Coach Sodini nel dopo gara: «Venezia con troppa energia. Non voglio nemmeno pensare che ci possa essere un seguito a questa partita».

«Dopo una prestazione così possiamo anche non guardare le statistiche. Purtroppo l’energia messa da Venezia all’inizio e poi mantenuta per tutta la gara ci ha trovato impreparati». Non cerca alibi coach Marco Sodini nel commentare il pesante ko 107-83 rimediato al Taliercio contro i campioni d’Italia. Uno stop che sulla carta poteva starci, ma inatteso nelle proporzioni perché il -24 è fra i peggiori passivi della stagione.

«A parte una débâcle a Varese a inizio anno non ci era mai successo di prendere venti punti. Ci siamo incartati con le nostre mani e intristiti. Eravamo sempre in ritardo sulle palle vaganti, la Reyer aveva un’intensità doppia e le prendeva tutte. L’unica cosa che siamo riusciti a pareggiare è la lotta a rimbalzo (riferendosi al 41-40 a favore degli orogranata, ndr) ma avevamo un paio di giocatori fuori partita e non possiamo permettercelo».

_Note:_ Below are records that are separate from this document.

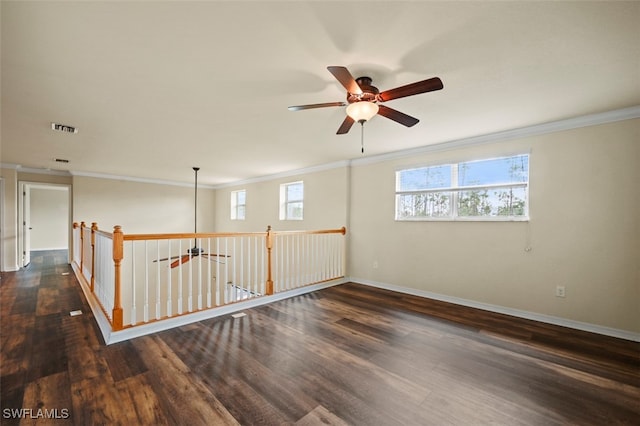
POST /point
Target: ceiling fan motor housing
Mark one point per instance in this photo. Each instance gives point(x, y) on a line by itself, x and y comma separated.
point(369, 92)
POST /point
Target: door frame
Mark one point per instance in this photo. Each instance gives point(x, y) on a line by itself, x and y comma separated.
point(23, 235)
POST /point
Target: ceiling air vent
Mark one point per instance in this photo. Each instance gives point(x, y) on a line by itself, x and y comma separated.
point(63, 128)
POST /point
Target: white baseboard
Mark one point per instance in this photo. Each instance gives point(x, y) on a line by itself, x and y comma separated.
point(564, 322)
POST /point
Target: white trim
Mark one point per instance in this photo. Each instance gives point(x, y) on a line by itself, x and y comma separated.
point(140, 180)
point(537, 129)
point(508, 135)
point(563, 322)
point(297, 172)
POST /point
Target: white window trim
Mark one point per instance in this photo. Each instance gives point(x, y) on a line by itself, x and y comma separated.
point(284, 201)
point(455, 190)
point(235, 205)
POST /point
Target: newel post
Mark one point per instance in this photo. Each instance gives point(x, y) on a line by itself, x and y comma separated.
point(269, 240)
point(82, 225)
point(118, 254)
point(94, 228)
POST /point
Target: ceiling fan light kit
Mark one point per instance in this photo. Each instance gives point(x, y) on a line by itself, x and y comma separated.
point(362, 111)
point(364, 100)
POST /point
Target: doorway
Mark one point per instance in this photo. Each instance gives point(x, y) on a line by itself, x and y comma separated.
point(44, 218)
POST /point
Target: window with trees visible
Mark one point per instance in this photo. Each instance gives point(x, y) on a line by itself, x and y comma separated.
point(492, 189)
point(292, 201)
point(238, 204)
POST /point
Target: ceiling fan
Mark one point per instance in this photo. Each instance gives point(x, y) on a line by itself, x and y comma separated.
point(364, 100)
point(194, 251)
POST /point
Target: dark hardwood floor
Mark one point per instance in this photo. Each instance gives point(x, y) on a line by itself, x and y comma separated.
point(349, 354)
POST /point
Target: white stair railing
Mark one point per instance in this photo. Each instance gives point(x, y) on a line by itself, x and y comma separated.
point(144, 278)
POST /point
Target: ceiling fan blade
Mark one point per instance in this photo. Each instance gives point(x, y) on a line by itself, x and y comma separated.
point(411, 89)
point(397, 116)
point(183, 259)
point(346, 79)
point(312, 106)
point(345, 126)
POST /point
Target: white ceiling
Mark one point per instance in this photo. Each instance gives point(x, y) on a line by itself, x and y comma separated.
point(158, 87)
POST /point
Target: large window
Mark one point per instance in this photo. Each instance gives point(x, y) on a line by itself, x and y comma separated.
point(238, 204)
point(291, 201)
point(493, 189)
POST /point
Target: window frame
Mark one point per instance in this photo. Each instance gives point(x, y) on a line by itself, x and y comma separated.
point(285, 202)
point(235, 206)
point(454, 191)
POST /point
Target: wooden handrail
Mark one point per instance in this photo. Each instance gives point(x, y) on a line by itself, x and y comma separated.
point(118, 238)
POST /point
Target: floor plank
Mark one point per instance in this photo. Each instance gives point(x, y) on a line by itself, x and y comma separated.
point(349, 354)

Nomi non ne fa il tecnico canturino, anche se annuisce quando gli si cita l’asse Culpepper-Burns, imbrigliato alla perfezione dalle guardie e dai lunghi dell’Umana Reyer. «La realtà è che se vogliamo fare il salto di qualità e competere per il resto del campionato togliendoci quelle soddisfazioni che ci siamo meritate sul campo, non possiamo avere questo atteggiamento».

«Complimenti a Venezia, noi ora analizzeremo la partita lavorando sulle nostre lacune. Non voglio nemmeno pensare che ci possa essere un seguito a questa partita, dobbiamo cancellarla e ripartire. Avevamo lavorato bene ma a volte capita di non riuscire ad accendersi e a noi è successo».